Ok so now the question is more friendly and u can right away see that this is in fact a PROJECTILE problem.
Before I answer the question, I can give you a hint. A physics professor or a text book knows that the average physics student knows the formula and probably solves the samples. What students however usually miss is that the questions are always very easy but they have to crack the shell of the question and put behind the literature to get to the hard core physics. Once you do that, the question is just a matter of the substitution hence the old saying "physics is just about substituing formuals".
Ok now lets do part A:"
we know that Vx or velocity in horizonal direction of the ball is Vx = 900 km/hr assuming that the plane merely releases the ball and DOES NOT fire it. We also konw that the vertical velocity of the ball or Vy = 0 m/s because the ball and the plane are ideally paralle to the tanget of the curvature of the earth.
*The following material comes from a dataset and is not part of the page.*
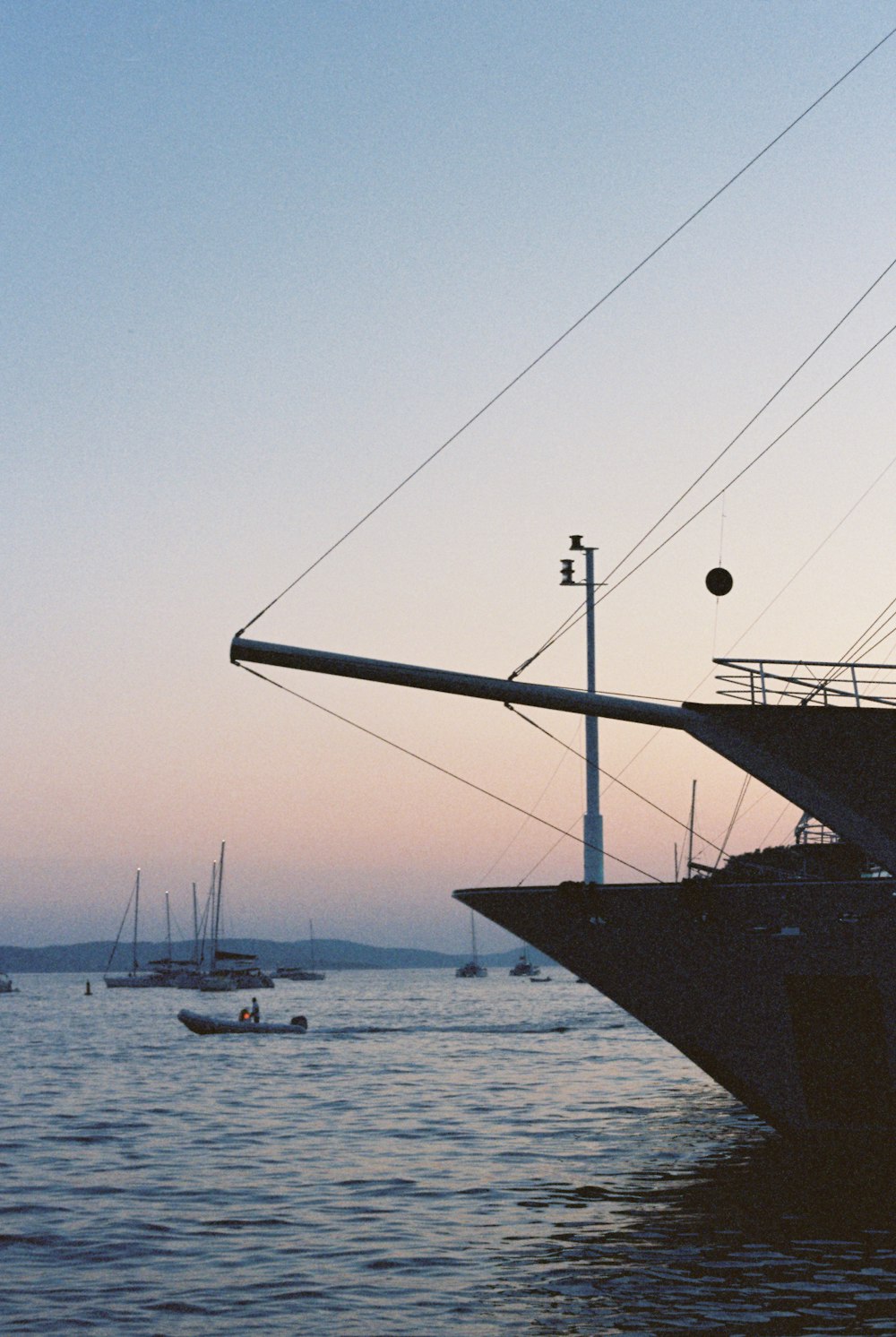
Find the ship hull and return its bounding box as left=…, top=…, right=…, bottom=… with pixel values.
left=454, top=880, right=896, bottom=1147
Ok so lets write down yet again our data:
Vx = 900 km /hr = 900,000 m / 3600 sec. = 250 m/s
(Dont forget the conversion)
Vy1 = 0.0 m/s
g = 9.80 m/s^2 (assuming we look at this as a classical physics problem and not one involving relativity and contraction of time and space)
Y = distance from the the tip of the cliff to the place of impact on the sea (In other words the horizontal distance from the point of release of the bomb or the package and the point of intersection with water)
H = height of the cliff = 8,000 meters
Now lets review PROJECTILE forumals.
First of all this is a flat projectile and we are experiencing a quarter of a circle kind of motion.
the followings are the formuals we know of projectile:
Vx = Y / t [For Horizontal Motion] (note the horizontal velocity is constant)
H = Vy1t + 1/2 g (t)^2 [For Vertical Motion] (the vertical velocity is increasing)
Usually when answering Projectile problems, u use a fusion of the two formulas. U notice that the t or time is the same for both because they are simultanously occuring.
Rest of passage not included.